I thought about lying, but there’d already been too much of that. “No, but I doubt they’ll bother to aim too carefully.”
“Wait. Didn’t you say they threatened us if the company didn’t take on the Teamsters or give them the money?”
“Yes.”
“So you presumably have some time to respond.”
“Yes.”
“How much?”
“A week.”
“So there’s no immediate danger.”
“Well … it’s hard to say. If they actually do what they said they would, then no. But these aren’t clergymen; they’re criminals.”
“Tell me if this escalates. Until then I’m not taking my mother away from this house.”
“Elizabeth, you’ve got to go! These men are even worse than the Adamos.”
She was quiet for a moment. Finally she looked at me with smoldering eyes and said, “No. She needs to be here.”
“Look, the Employers Association is going to help us. We’ll ge
t rid of the Gianollas.”
“No, you look. My mother is finally acting like herself. The entire time we were in Europe she may as well have been an automaton. I can’t take her away again.”
I pursed my lips, trying to frame an argument that would change her mind.
“Maybe I could help,” she said.
“Lizzie, come on.

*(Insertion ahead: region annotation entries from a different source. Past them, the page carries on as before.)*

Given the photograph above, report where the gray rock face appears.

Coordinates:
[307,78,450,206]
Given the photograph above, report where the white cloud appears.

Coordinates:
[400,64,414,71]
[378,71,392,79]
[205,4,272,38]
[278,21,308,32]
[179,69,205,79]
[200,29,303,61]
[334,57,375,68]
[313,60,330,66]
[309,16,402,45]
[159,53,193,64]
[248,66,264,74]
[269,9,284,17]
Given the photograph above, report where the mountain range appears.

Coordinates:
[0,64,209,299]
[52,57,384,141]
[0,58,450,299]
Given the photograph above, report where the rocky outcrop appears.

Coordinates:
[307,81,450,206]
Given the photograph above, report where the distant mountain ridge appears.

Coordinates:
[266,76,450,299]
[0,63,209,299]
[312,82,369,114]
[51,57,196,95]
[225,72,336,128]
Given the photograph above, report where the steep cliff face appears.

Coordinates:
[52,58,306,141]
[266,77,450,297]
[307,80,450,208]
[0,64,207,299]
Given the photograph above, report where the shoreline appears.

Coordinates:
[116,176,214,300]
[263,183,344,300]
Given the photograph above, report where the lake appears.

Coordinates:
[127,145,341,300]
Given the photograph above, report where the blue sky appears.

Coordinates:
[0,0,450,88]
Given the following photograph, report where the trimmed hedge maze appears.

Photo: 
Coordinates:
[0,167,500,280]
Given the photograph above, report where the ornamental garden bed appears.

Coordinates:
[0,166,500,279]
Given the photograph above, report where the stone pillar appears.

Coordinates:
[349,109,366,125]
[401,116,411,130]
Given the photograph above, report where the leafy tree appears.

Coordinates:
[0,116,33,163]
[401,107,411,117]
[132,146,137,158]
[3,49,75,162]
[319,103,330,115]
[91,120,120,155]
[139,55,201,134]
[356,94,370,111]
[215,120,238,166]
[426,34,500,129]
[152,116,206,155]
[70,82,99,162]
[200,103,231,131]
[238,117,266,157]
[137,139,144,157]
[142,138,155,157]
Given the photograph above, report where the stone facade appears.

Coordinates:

This is nowhere for a woman to be.”
Her eyes widened. “This isn’t, but the other places you’ve led me are?”
In a voice as wretched as I felt, I said, “I don’t want you hurt.”
Her lower lip quivered. “This isn’t about me being hurt. It’s about keeping your parents and me from being murdered.”
“I won’t allow it.”
Her face was tight, eyes shining. “Do you know what it’s like to have to sleep with the light on every night? Do you know what it’s like to be afraid the bogeyman is hiding around every corner?” She looked away. “I never would have come back if I thought Mother could recover anywhere else.” Shaking her head, she glanced at me again. “And I can help. I’m not who I was.”
“How do you mean?”
“No man will ever brutalize me again.” Her words carried a threat. “I’ll do what’s necessary.”
“Elizabeth, be realistic. These men are murderers, and you’re a society girl.”
Her eyes flashed. “First of all, don’t call me a girl. I’m a woman. And listen to me with both ears. If I ever again need to defend myself—or a loved one—not only will I have the means, I’ll have the fortitude. I will kill before I’ll let— Oh, forget it. You’ll never understand.”
“I know you think you can, but—”
“But nothing. I’m more fit and stronger than I’ve ever been. I hired a military man in Paris to teach me how to defend myself, and I’ve been shooting nearly every day.”
“Shooting? You?”
“Elizabeth? Are you all right?” Mrs. Hume stood in the doorway. She looked healthy but had aged a great deal since I’d last seen her. She no longer looked like Elizabeth’s older sister. “Oh, hello, Will.”